Yields and oil content are said to be good, and the barley harvest could gather pace in the southern half of NSW as soon as next week if the weather warms up, and rain stays away.

“Crops are at least two weeks later than normal this year.”

Some canola on the southern and south-west slopes of NSW is being windrowed, and some growers are looking at excellent oil and bumper yields where waterlogging has not been as issue.

In Victoria, DASAG principal Dave Schuckar is based at Murtoa in the Wimmera, and operates a single-machine contract harvesting and parts and repair business.

He has employed two backpackers out from the United Kingdom, and was expecting the three of them to have been working flat out for several weeks by now.

“They arrived on September 7, and they’ve done four days on hay and two days of harvest.”

“We’ve done a lot of out-of-season maintenance.”

“Last year we started on October 28 and finished on New Year; my run is eight weeks with good weather.”

Harvest looks like pushing well into January, even without any further rain.

“If the Mallee’s only starting now, it wouldn’t be 1pc of grain harvested so far.”

Mr Schuckar said he recently experienced a downpour of around 25mm in 15 minutes, and these events are making life hard for windrowers, balers and harvesters, as well as growers.

“We’re doing very short days; these thunderstorms coming through are monsoonal.

“There’s a bit of shot grain in the Mallee now, and there has been some hail.

“Some of the barley’s starting to lodge and drop heads.

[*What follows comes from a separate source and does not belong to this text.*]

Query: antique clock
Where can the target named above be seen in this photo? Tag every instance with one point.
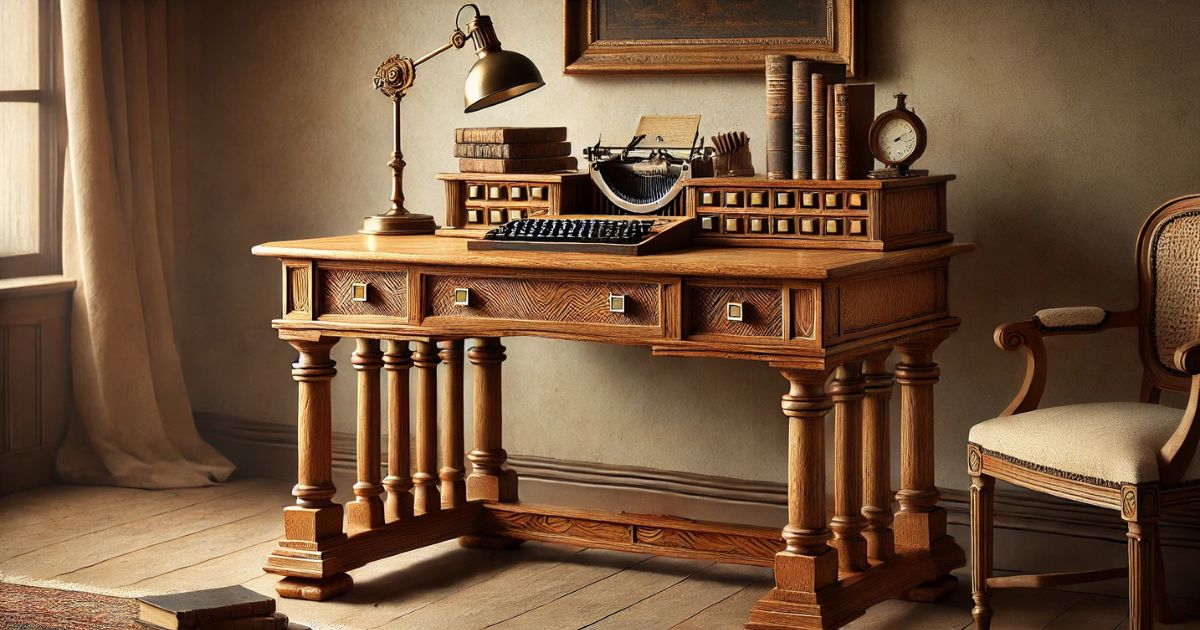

Mr Schuckar said his header got bogged eight times in one day harvesting in the sandy Robinvale district.

However, the pre-emptive move of fitting a bridle to the underside of the machine has made attaching a shackle easier when the inevitable bogging takes place.

He said fodder losses will be considerable, with one grower writing off 2500ha of 3000ha of vetch cut for hay due to rain damage.

However, growers and contractors are optimistic about the benefits of a full subsoil-moisture profile for upcoming crops, even it makes harvest 2022 one of the most challenging.